譜面置き部はできるだき軽やかな感じを醸し出すため、前回に比べ構成する木材を少し細くしました。

下は譜面台全体を斜めから見た写真ですが、前回のチェロ用譜面台に比べ背が高くなって支柱の曲がりが少なくなっています。

支柱が長くなったので、前回と同じ作業内容では作業が進むにつれねじれが生じました。完成に近づくにつれ、正面から見て微妙に片方に傾いている感じがするようになりました。一回目の支柱は失敗でした。

そこで支柱を作り直しました。横幅を10mmほど広げ板厚も少し厚くし、固定したままでの乾燥時間を長くしました。これによりほぼ後工程になってもねじれを生じない、想定通りの曲がりの支柱ができあがりました。

譜面置きの高さと傾きは前作と同じようにスロット位置の上下と角度が約2°位ずつ変化するように穴を開けたベロをスロットに固定することで調整する機構です。お使いになるかたに指定された高さを中央にして、上下一段ずつ移動できるようにしています。

固定用のネジはマホガニーです。こちらの引き出しの縁材の残りがまだ手持ちであったので、これで固定用のネジを自作しました。オイルで仕上げるとツヤのある感触になりました。

台座も前回とほぼ同じ作りですが2回目になると安定した作りになってます。

長い材のゆがみには苦労しましたが、対策したものの出来栄えは自分でも納得できるものでした。台座も以前と比べ時間が経ってもゆがみが生じないようになり、さすがに二回目はうまくできたと自負しています。
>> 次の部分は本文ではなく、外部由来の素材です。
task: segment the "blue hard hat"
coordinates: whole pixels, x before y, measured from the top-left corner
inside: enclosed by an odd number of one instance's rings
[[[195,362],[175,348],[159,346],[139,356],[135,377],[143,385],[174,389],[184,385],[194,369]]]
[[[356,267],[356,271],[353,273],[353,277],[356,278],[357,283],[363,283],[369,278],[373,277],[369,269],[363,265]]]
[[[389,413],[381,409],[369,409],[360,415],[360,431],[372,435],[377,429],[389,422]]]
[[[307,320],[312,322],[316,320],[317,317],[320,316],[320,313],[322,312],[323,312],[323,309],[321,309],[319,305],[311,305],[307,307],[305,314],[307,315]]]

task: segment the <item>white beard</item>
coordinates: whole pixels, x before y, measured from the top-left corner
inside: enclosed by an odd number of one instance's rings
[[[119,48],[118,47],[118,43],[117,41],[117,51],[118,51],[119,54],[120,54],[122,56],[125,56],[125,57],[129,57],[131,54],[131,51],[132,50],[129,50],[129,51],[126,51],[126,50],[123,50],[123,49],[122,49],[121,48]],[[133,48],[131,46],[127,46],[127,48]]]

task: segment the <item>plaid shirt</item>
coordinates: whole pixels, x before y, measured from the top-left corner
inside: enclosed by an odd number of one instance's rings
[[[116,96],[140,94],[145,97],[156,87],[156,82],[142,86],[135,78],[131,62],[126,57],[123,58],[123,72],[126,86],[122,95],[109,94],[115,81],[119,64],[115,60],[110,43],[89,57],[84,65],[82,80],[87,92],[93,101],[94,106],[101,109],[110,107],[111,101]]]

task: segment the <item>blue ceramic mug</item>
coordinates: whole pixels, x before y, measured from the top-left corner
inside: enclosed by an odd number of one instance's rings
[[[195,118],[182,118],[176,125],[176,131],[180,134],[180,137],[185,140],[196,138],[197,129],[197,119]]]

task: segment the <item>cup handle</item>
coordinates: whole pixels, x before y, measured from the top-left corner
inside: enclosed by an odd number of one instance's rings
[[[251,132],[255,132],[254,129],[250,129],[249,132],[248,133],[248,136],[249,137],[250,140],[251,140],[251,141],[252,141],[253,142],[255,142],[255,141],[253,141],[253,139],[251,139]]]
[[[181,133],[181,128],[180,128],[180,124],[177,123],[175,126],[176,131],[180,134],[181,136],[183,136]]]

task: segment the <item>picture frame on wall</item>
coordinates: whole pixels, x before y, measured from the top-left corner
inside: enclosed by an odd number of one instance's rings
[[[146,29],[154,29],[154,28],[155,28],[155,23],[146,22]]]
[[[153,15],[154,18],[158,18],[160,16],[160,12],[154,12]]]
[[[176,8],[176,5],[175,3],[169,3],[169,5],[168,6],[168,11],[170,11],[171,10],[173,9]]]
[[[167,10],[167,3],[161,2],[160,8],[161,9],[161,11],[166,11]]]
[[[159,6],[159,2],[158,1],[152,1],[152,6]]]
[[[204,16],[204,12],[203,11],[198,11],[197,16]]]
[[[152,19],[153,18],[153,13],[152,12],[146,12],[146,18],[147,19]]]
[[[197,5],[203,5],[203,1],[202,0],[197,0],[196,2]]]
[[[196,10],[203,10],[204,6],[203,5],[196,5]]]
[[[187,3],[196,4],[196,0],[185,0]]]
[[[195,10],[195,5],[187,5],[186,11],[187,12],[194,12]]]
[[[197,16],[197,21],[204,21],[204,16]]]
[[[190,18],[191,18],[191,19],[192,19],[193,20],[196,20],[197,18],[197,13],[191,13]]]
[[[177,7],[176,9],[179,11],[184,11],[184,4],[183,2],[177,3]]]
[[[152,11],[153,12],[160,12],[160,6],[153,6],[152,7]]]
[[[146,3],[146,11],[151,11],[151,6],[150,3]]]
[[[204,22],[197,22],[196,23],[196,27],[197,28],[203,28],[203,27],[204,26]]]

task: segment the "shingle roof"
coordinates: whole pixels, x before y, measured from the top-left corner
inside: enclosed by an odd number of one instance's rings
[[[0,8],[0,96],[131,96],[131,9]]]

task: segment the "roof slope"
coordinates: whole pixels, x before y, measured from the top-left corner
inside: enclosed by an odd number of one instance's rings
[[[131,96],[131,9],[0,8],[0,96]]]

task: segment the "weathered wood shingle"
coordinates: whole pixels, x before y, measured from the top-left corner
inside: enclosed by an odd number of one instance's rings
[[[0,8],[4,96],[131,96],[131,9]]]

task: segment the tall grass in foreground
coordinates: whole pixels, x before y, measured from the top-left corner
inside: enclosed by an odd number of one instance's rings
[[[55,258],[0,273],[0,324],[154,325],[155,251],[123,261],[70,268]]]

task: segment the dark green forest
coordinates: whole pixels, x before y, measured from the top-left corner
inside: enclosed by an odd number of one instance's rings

(^_^)

 

今回は曲げ木の作業の様子を少し紹介します。

曲げ木技術の基本情報はこちらのVeritas Steam-bending Instructionから仕入れました。

曲げたい木材を蒸し器内で高温の蒸気で蒸し、取り出し後事前に作成しておいた型に当て、サポートする金帯(ベンディングストラップ)を木材に当てて木材を曲げます。曲がり後クランプで固定し熱を冷まします。その後固定した状態で1〜数週間乾燥させます。

概要は以上ですが、作業は煩雑で準備や後処理など多くの時間がかかります。

下の写真は曲げの最中のものです。左下の白い箱が蒸し器で、ここにやかんの蒸気を引き込み木材を入れ2〜3時間蒸します。蒸し器から取り出した熱いままの木材を両端に取っ手を付けた薄い金帯(私が使っているのはバンドソーブレードの刃を落とし異なる木材の長さに合わせられるように何段階かボルト用の穴を開けてます)に当て、一気に曲げます。

厚い木を曲げるのは結構な力が必要ですが、私は一人でも比較的楽に曲げられるようにウインチを使ってます。

曲がり終わったら多くのクランプで締め、熱が冷めて曲がりが固定するのを待ちます。

良く曲がっているのがわかるとおもいます。

熱が冷めても型から外してしまうと元に戻ってしまいます。曲がりがずっと残るように少なくとも1週間は型に入れたまま乾燥させます。

今回は曲げの作業を簡単に紹介しました。そのうちもう少し全体的にまとめたいと思っています。